La principale préoccupation dans le suivi de ce contrat, est celle de la soutenabilité des loyers (L2 et L3) d’exploitation, de gestion et d’entretien courant. En effet, les recettes collectées ne permettant pas de couvrir les charges liées à l’exploitation. KHM estime que le coût mensuel minimal nécessaire pour garantir la sécurité, la fluidité et un niveau acceptable d’exploitation et de maintenance de l’autoroute est d’environ 257 260 599 FCFA HT, soit 306 783 265 FCFA TTC/mois.
Pour le Gouvernement et au regard des écarts importants constatés entre les hypothèses initiales et le trafic réel, à l’origine d’un déficit structurel entre les recettes perçues et les charges d’exploitation du partenaire privé, il serait indiqué de retenir, dans le cadre de discussions relatives au projet d’avenant, un plafond mensuel de 200 millions FCFA HT en cohérence avec les capacités budgétaires actuelles pouvant permettre le règlement des loyers L2 & L3 sur la période requise.
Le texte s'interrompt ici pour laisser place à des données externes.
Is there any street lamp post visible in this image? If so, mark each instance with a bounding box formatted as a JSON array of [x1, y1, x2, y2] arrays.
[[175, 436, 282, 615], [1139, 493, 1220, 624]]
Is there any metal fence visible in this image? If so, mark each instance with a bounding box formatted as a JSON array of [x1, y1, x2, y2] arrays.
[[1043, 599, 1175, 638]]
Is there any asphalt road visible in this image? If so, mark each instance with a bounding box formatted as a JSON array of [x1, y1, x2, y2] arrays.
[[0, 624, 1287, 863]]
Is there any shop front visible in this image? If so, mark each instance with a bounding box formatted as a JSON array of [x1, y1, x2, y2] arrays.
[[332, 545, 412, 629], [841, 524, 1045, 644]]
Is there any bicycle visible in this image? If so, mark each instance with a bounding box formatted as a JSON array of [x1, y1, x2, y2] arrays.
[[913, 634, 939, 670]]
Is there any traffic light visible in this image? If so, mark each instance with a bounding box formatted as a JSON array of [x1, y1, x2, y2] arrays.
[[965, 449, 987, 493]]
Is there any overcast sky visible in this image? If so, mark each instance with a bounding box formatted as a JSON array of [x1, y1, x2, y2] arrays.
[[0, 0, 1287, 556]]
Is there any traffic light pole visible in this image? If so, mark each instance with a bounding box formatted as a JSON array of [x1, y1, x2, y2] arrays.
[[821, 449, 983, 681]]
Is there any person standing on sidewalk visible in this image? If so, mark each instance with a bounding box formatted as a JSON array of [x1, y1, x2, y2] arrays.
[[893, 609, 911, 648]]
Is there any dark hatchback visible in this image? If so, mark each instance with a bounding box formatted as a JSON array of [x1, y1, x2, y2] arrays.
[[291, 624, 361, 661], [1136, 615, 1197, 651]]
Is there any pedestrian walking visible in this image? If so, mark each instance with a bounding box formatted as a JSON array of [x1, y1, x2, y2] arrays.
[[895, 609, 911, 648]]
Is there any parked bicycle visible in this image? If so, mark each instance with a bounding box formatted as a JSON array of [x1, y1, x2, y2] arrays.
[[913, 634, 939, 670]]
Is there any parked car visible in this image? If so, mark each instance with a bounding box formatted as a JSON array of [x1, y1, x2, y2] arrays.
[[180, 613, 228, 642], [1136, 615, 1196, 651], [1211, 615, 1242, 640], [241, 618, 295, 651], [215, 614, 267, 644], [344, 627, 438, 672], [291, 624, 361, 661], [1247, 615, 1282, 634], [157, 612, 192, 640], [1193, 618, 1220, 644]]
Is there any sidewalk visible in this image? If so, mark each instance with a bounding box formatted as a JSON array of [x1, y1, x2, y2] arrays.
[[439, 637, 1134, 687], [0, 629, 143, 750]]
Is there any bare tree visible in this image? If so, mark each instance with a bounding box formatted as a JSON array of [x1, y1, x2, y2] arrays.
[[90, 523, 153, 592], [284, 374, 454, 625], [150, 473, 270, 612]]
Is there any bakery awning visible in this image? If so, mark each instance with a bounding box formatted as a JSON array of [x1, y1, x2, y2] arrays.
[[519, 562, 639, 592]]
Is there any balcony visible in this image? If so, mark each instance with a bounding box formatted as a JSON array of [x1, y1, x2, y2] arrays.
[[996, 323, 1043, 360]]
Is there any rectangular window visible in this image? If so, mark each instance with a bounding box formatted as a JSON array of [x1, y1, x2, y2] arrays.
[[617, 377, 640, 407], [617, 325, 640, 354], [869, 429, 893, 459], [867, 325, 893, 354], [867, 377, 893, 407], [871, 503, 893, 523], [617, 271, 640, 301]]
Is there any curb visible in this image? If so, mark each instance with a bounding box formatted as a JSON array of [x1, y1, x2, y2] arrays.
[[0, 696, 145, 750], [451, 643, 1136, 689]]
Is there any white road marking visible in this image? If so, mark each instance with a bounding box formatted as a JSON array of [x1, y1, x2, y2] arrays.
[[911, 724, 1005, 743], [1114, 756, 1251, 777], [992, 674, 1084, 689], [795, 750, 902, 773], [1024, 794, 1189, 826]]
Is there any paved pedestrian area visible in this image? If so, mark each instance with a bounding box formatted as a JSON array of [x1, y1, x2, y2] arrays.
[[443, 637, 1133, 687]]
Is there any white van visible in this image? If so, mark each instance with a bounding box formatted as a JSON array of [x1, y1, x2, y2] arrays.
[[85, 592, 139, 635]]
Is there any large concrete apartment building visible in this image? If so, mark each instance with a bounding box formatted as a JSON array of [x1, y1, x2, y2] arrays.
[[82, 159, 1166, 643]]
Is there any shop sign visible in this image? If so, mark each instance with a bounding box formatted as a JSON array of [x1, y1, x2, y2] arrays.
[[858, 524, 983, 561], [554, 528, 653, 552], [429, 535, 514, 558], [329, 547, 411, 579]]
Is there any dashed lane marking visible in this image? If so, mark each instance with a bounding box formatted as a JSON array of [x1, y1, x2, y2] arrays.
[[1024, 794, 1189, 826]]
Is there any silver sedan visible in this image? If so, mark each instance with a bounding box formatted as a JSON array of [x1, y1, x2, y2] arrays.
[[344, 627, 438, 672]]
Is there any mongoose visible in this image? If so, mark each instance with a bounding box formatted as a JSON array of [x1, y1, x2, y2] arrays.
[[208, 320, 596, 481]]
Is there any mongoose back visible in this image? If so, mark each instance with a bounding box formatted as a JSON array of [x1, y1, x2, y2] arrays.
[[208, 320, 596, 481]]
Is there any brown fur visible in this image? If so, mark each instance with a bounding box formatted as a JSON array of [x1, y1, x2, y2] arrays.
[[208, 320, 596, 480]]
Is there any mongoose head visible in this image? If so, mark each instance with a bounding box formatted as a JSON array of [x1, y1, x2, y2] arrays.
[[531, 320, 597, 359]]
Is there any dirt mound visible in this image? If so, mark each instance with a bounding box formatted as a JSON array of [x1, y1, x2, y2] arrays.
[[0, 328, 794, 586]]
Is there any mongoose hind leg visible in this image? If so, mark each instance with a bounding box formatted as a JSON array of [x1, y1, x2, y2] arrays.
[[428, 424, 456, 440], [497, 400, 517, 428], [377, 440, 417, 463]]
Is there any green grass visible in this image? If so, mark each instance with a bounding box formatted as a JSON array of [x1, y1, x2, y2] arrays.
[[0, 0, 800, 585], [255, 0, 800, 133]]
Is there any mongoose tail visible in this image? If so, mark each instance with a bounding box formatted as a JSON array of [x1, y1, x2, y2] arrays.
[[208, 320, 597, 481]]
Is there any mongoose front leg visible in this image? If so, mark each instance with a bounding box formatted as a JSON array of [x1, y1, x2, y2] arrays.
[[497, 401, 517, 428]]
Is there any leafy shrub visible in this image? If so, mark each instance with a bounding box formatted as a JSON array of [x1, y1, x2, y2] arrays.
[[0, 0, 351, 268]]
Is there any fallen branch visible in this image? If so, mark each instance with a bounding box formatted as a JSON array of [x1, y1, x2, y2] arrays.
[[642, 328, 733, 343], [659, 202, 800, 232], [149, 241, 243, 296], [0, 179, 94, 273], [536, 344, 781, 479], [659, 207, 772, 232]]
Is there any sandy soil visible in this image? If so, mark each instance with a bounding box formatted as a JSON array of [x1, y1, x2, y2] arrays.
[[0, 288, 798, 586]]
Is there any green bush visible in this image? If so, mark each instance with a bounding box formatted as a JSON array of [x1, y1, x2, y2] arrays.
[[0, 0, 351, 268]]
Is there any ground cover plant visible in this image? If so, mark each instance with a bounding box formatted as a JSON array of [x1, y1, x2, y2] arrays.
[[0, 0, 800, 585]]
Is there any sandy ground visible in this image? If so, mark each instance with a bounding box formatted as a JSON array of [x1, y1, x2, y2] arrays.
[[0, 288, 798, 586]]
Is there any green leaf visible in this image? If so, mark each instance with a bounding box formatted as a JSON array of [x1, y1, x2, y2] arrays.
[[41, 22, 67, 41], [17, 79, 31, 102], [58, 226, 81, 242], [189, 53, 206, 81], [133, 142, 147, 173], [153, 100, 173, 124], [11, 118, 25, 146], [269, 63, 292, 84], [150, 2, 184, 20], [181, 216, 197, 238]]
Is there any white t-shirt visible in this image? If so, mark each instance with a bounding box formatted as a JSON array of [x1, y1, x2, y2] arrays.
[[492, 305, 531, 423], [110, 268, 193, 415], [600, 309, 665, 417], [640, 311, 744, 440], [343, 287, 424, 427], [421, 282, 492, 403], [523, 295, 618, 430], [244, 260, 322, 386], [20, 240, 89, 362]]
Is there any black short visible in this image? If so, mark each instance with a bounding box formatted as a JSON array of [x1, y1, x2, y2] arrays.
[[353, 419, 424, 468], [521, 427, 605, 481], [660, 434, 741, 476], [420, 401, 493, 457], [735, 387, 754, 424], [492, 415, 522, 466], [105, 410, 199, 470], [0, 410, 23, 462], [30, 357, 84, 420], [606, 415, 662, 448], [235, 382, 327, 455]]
Aussi, la partie publique demande la réorganisation des loyers; l’exploitation, la gestion et la maintenance courante sont regroupés dans le même loyer. Les factures (d’exploitation, de gestion et de maintenance courante) émises avant la renégociation doivent être auditées sur la base des pièces justificatives des prestations effectivement exécutées, en envisageant la conversion du montant réel qui en découlera en dette (interne) à payer suivant un échéancier à déterminer. Fort de ce qui précède, et à la fin des travaux le président du comité de suivi a demandé les termes que les termes du Contrat Partenariat Public Privé soient révisés dans un délai de 30 jours, pour reconsidérer les hypothèses de trafic trop optimistes ayant conduit à la conclusion du contrat initial. Aussi a t-il été instruit, les autorités locales doivent faire respecter l’intégrité de l’ouvrage en éloignat les occupants illégaux des emprises.